"So now," Jeannette Marechal was saying, "I don't know what to do. The ring has disappeared, and the Leridans are suspicious."

"The ring?" queried Chauvelin curtly. "What ring?"

"As I was telling you, citizen," she replied querulously, "when I went to see the child, the citizen Marat always gave me this ring to show to the Leridans. Without I brought the ring they would not admit me inside their door. They were so terrified with all the citizen's threats of the guillotine."

"And now you say the ring has disappeared. Since when?"

"Well, citizen," replied Jeannette blandly, "since you took poor Paul
Mole into custody."

"What do you mean?" Chauvelin riposted. "What had Paul Mole to do with the child and the ring?"

"Only this, citizen, that he was to have gone to Pantin last night instead of me.
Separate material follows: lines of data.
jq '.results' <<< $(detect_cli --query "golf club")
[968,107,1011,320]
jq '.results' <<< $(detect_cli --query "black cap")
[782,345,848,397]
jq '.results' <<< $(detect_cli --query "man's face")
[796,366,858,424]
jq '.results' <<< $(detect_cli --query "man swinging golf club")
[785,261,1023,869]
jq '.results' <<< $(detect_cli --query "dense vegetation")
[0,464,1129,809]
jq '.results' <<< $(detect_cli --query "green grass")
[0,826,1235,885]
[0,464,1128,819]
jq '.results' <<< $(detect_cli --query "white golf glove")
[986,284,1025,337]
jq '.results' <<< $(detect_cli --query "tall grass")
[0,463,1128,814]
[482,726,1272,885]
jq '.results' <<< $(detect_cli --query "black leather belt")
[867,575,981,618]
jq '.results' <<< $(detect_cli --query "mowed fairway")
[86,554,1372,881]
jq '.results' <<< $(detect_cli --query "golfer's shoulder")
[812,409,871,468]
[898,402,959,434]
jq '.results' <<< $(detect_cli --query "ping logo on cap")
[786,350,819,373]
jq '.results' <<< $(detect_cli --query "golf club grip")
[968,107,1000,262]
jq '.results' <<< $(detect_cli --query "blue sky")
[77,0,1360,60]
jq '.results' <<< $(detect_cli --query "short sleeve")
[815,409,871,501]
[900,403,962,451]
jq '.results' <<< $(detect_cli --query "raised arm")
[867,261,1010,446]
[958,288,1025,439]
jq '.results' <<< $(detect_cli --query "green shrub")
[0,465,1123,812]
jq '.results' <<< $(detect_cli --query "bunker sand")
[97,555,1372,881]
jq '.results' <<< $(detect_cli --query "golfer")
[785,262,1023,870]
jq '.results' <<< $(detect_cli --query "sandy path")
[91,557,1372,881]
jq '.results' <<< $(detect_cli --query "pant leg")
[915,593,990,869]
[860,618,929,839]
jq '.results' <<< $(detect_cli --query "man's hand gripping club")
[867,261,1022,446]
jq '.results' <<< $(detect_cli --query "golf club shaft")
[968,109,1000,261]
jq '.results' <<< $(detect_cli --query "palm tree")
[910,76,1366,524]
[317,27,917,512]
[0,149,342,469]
And thankful I was not to have to go. Citizen Marat gave the ring to Mole, I suppose. I know he intended to give it to him. He spoke to me about it just before that execrable woman came and murdered him. Anyway, the ring has gone and Mole too. So I imagine that Mole has the ring and—"

"That's enough!" Chauvelin broke in roughly. "You can go!"

"But, citizen—"

"You can go, I said," he reiterated sharply. "The matter of the child and the Leridans and the ring no longer concerns you. You understand?"